L’impellenza della questione, inaugurata di fronte allo specchio del bagno con la fida sodale portatrice di obiettivo, si impone ai miei occhi e orecchie, meravigliosamente saturi della multiforme varietà espresiva dispiegatasi nei due giorni giunti all’epilogo. Il festival ha dato il colpo di grazia alla mia ottusa esterofilia musicale, confermando quanto sospetto da qualche anno: l’ingenua rincorsa alla next big thing d’Oltremanica o del Nuovo Mondo depista la scoperta dei laboriosi e fecondi esperimenti che affollano i nostri palchi, come un esercito risoluto e discreto che nell’ombra appronta un’inesorabile Lunga Marcia verso la definitiva uscita dallo stato di minorità musicale. L’attacco finale sferrato dai Death of Anna Karina si colloca come momento paradigmatico del passaggio dalla sudditanza vigente in questa sorta di Commonwealth musicale all’emancipazione, segnato dalla recente virata della band verso la scrittura in italiano.
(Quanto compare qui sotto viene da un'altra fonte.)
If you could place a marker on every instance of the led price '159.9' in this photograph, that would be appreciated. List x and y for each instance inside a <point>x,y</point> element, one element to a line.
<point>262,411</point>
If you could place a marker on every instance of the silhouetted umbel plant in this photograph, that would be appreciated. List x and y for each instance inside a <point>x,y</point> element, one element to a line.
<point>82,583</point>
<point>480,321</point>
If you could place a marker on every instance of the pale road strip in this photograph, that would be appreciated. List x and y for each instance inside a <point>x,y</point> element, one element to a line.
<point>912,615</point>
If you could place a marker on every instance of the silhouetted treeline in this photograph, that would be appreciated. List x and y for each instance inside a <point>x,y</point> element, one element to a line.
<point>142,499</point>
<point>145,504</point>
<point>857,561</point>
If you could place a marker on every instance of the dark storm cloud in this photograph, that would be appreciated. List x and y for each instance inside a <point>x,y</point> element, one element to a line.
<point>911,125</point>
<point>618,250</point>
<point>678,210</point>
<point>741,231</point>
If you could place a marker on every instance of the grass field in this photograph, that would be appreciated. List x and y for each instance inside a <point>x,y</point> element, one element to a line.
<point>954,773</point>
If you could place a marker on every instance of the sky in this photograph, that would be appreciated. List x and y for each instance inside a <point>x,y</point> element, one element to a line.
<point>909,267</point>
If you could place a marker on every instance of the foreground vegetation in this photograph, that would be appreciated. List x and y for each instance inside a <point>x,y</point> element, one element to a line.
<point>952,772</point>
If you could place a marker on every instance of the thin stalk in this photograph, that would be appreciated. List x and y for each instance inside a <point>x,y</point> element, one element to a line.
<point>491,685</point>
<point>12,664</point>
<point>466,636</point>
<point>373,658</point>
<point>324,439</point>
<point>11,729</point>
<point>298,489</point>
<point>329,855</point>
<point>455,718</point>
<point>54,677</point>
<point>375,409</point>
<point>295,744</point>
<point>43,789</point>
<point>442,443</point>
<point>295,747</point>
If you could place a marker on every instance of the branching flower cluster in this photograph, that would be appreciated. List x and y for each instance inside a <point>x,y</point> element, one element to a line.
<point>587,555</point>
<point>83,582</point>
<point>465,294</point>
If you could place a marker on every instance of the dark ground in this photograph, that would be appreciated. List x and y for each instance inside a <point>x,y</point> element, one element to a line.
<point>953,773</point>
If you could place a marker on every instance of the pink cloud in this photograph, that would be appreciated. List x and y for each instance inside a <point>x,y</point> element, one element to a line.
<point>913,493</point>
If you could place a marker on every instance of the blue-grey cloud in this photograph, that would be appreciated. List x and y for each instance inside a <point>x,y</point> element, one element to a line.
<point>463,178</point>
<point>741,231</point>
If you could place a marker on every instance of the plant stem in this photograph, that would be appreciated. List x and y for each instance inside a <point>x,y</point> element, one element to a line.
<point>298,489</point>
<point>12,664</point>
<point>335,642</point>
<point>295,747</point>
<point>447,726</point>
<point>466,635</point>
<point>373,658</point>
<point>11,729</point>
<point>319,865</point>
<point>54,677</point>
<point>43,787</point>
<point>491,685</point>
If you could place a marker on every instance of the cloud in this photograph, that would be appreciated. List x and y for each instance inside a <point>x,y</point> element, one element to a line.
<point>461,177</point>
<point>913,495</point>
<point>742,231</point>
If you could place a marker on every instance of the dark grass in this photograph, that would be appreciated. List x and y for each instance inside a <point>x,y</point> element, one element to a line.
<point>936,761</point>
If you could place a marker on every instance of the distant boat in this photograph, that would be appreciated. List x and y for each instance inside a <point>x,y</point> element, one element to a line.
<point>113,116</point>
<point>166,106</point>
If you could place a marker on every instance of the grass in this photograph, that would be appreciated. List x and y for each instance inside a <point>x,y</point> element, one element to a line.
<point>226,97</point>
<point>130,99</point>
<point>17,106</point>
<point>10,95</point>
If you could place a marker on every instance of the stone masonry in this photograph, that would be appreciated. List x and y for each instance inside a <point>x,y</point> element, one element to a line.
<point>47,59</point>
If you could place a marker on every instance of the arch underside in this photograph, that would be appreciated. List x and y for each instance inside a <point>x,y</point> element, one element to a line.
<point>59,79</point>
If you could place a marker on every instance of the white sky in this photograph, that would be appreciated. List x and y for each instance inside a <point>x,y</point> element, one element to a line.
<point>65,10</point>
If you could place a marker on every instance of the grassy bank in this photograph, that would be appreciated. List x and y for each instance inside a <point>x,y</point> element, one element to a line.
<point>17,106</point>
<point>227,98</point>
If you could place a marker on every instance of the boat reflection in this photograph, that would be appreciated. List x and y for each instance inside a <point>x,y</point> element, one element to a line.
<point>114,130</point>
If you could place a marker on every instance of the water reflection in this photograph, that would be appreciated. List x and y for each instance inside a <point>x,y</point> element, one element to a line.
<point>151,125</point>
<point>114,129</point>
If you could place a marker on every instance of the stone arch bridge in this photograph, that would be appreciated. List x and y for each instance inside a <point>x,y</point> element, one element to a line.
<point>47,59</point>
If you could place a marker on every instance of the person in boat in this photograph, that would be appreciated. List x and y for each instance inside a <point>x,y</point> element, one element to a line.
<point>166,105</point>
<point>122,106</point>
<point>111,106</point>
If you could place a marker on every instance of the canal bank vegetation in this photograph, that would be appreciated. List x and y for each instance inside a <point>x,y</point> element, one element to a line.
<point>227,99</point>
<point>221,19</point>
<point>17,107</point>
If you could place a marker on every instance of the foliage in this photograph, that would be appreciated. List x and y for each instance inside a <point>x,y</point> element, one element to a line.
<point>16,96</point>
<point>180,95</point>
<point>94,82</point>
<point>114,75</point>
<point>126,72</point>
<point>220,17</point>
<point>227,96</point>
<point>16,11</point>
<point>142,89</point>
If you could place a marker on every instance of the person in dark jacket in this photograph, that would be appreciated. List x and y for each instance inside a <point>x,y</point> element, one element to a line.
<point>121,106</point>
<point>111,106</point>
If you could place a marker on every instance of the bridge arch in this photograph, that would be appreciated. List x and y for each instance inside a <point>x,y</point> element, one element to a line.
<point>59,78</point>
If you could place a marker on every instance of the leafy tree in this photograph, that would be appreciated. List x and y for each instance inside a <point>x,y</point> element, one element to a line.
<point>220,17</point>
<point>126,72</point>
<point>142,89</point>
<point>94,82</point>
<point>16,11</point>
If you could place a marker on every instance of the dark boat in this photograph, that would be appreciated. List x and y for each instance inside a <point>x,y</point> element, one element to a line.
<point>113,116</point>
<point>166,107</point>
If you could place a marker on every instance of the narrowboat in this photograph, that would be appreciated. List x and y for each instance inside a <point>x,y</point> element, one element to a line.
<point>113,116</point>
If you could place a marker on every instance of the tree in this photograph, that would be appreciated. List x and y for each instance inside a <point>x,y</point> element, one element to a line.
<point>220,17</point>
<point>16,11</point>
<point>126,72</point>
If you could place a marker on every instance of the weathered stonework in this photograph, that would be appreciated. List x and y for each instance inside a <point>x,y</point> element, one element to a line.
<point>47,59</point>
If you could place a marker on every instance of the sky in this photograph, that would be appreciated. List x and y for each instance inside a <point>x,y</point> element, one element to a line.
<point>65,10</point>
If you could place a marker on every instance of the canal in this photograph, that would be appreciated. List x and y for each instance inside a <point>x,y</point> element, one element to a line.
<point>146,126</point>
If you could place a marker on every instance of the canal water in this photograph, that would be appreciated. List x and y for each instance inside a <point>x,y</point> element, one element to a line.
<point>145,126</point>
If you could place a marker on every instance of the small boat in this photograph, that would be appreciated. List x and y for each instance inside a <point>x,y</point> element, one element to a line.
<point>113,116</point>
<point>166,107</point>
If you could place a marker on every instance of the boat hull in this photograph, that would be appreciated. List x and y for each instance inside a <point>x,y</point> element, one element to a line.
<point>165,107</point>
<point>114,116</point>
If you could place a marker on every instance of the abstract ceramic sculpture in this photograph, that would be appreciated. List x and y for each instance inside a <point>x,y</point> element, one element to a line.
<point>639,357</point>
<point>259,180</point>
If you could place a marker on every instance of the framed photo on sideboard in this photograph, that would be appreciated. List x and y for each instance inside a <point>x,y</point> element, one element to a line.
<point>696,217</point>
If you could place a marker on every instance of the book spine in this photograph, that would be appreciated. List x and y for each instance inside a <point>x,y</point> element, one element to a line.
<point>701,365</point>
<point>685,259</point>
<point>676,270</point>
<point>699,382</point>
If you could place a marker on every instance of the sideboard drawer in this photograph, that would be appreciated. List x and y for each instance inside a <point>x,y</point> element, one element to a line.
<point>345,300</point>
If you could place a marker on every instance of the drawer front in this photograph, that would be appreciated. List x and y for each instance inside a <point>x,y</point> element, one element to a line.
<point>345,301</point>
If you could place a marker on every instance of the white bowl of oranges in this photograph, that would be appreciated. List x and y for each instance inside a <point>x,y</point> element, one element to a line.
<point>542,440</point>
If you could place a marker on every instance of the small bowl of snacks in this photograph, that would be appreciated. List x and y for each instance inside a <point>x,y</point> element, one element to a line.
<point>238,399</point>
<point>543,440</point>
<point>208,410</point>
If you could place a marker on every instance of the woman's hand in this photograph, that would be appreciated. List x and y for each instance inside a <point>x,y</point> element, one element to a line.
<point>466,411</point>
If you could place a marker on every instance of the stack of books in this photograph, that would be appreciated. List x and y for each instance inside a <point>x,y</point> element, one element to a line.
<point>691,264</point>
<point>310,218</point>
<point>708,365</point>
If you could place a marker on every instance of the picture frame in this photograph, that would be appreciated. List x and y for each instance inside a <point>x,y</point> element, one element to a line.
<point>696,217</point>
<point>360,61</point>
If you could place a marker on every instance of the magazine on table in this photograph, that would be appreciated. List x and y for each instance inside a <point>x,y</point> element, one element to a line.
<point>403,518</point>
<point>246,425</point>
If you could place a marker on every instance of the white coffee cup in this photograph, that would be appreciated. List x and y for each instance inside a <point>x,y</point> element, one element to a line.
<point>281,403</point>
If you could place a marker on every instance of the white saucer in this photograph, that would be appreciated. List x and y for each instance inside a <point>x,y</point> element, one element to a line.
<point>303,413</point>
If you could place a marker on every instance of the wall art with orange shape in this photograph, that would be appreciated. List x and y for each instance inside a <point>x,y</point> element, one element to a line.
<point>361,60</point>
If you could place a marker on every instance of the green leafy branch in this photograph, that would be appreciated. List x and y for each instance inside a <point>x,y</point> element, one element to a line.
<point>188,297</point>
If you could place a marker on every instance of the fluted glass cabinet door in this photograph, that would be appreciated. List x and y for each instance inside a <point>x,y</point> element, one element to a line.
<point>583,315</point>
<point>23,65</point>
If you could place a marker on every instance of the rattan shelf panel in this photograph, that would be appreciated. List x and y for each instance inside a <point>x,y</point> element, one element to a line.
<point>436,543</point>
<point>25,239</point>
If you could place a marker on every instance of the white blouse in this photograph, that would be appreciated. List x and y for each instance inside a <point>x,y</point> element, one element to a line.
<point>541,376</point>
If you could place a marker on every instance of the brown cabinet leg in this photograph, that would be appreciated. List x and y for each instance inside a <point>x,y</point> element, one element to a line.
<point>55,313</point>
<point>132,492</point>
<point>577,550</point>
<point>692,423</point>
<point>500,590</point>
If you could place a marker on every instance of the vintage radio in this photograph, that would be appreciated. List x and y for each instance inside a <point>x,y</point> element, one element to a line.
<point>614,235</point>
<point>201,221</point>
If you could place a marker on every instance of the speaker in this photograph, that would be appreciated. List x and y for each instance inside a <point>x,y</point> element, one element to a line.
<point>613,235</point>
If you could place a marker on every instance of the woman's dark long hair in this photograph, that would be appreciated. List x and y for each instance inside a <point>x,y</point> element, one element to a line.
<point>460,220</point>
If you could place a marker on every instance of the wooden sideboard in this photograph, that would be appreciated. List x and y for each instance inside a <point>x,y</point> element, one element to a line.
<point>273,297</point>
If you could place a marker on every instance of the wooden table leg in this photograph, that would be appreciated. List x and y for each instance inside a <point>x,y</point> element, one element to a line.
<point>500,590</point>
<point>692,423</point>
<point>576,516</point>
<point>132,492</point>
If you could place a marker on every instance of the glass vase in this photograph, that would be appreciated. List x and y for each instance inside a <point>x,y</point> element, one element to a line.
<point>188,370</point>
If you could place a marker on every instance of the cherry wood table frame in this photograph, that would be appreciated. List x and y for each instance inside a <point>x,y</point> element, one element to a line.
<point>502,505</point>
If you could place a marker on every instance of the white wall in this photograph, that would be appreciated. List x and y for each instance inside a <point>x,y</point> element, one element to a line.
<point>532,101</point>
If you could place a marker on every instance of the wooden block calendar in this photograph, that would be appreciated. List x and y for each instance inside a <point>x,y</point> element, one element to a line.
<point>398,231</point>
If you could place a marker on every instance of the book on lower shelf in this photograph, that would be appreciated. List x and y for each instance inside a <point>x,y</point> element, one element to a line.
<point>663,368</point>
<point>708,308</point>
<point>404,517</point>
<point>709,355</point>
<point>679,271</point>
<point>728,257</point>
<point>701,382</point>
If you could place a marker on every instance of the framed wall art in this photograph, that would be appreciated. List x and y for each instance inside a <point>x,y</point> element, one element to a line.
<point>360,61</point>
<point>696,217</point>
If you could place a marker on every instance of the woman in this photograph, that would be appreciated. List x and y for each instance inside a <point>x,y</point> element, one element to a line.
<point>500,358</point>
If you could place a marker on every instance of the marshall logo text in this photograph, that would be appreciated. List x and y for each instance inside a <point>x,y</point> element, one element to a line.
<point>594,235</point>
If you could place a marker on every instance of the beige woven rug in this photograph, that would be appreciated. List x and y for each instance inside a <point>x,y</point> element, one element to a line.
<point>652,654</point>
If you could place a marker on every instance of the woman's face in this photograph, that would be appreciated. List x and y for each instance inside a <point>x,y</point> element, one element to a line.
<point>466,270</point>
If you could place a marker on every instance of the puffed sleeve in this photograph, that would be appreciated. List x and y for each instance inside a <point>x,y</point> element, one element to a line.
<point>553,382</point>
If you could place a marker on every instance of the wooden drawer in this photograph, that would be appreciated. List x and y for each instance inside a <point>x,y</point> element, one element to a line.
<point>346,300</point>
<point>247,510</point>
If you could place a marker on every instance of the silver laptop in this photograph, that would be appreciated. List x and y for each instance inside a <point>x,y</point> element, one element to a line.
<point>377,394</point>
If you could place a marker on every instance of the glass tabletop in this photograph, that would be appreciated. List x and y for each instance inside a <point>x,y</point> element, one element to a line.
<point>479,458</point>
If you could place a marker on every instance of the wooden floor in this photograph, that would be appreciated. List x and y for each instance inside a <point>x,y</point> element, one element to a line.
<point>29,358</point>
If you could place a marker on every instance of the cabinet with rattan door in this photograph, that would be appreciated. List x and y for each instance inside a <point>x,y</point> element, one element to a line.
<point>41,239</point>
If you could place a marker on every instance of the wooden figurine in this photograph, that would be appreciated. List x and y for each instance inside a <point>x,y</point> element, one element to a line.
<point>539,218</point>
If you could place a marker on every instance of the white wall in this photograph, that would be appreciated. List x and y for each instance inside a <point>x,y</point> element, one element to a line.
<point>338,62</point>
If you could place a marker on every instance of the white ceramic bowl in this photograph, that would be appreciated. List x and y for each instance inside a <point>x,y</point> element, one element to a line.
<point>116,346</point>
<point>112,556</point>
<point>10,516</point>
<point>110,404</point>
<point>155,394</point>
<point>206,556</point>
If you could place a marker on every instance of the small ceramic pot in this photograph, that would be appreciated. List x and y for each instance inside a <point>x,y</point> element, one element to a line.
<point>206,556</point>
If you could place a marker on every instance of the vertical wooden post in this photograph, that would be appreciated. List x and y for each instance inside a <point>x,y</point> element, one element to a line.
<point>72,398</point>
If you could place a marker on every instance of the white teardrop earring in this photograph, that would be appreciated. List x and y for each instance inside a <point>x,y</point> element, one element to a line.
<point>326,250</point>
La lingua madre costringe ad esporre e mettere a nudo quanto mascherato e protetto dal filtro rassicurante di un’espressione codificata quale quella in inglese; apparentemente più immediata nella fruizione e ritenuta dotata di maggiore potenza comunicativa, in quanto inserita in una tradizione e in una storia di cui il nostro paese sembra mutilo, è un percorso forse più semplice ma alla lunga castrante. I coraggiosi tentativi di riappropriarsi della dimensione linguistica spontaneamente padroneggiata hanno il merito di aspirare a conferire dignità all’italiano, vagliando le possibilità, nei suoni e nell’interpretazione innanzitutto, concesse solo dalla propria lingua madre. Per l’assenza di codici estetici di riferimento, l’operazione è temeraria: è quindi un procedere per esperimenti, portare allo scoperto limiti e confessare incompiutezze.
Il compito di scomporre analiticamente l’argomento relega in secondo piano la performance, nonostante l’aggressività e la compattezza sonora: graffianti e affilati, i Death of Anna Karina incombono sugli astanti con un noise convulso e dilaniato, che procede incalzante sul tappeto sonoro di tastiere dense e minacciose. La prova di Andrea Ghiacci sancisce l’autenticità degli intenti nell’interpretazione di liriche che, per una drammaticità a tratti eccessiva, potrebbero sfiorare la retorica: si offre come prostrato da una tensione disperata e costante, serbata e rinchiusa e d’improvviso espulsa contro di noi.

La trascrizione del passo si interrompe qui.